Wolters Kluwer Loophole Games A Treatise On Tax Avoidance Strategies by Samarak Swain

This book is not just meant for business managers and entrepreneurs. It seeks to enhance general awareness about tax avoidance and sensitise perceptive readers about the scourge of tax avoidance. On a macro level, tax avoidance is an issue of equity and justice.
The decade between 2009 and 2018 has seen heightened awareness about the evils of tax avoidance, both internationally and in India. This decade has also seen structural changes in jurisprudence and practice of taxation. Before 2009, three terms encompassed all strategies that can be used to reduce tax incidence: Tax planning, tax avoidance, and tax evasion. Tax academics have made a living by debating over what constitutes planning, avoidance, and evasion.
The general consensus before 2009 was that tax evasion was illegal and tax avoidance was legal. Attempts to avoid tax liability by violating the tax laws constituted tax evasion. Attempts to avoid tax liability by circumventing the tax laws constituted tax avoidance. For instance, a firm books bogus and fictitious expenses in its accounts and claims deduction on the bogus expenses: This constitutes tax evasion. But if the same firm makes excessive payments to a tax-exempt unit and claims deduction on the excessive payments, then the activity constitutes tax avoidance.

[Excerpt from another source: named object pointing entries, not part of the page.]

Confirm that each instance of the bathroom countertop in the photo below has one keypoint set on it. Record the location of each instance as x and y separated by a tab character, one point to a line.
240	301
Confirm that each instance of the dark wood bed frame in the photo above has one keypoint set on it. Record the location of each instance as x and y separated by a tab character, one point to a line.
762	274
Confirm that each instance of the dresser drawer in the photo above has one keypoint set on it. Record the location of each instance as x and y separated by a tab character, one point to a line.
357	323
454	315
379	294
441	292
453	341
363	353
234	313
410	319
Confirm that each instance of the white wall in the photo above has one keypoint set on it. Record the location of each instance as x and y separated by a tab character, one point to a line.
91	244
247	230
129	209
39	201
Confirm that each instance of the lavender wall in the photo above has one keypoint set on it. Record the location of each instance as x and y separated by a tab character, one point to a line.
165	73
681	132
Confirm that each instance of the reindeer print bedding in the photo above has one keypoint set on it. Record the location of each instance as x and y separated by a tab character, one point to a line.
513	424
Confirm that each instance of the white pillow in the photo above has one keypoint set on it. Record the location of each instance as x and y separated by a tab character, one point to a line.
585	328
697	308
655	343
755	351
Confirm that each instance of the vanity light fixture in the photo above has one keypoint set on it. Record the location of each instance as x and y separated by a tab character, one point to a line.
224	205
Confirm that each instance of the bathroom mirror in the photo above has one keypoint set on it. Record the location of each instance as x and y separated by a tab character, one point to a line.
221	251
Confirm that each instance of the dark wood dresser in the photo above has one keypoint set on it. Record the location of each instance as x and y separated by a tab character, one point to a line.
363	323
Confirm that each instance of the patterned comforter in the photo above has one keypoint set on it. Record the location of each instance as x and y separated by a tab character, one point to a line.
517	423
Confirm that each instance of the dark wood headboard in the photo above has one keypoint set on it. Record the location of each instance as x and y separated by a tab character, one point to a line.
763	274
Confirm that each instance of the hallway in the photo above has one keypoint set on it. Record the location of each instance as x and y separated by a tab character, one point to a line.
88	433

The difference between tax planning and tax avoidance, an academic would argue, was not as clear as the difference between tax avoidance and tax evasion. There was a grey area between tax planning and tax avoidance. The boundary between planning and avoidance was hazy. What was tax planning for one person was tax avoidance for another person. A Tax Terrorist would see the glass as half full. A Wily Lawyer would see the glass as half empty.
Owing to the thin dividing line between tax planning and tax avoidance, tax avoidance often did not face much retribution. The higher courts had ruled that taxmen can discount a taxpayer’s claim if they find that the transaction is a sham transaction. The courts had also given taxmen the power to pierce a corporate veil if a taxpayer uses colourable devices to escape taxation, or uses dubious methods and subterfuges. The principles of placing substance over form are often called Judicial Anti Abuse Rules (JAAR). But there was no corresponding statutory provision under the income tax law to back up the principles laid down by higher courts in specific cases. Taxmen used to derive power from the decisions of higher courts on ‘substance over form’ principle to act against tax avoidance.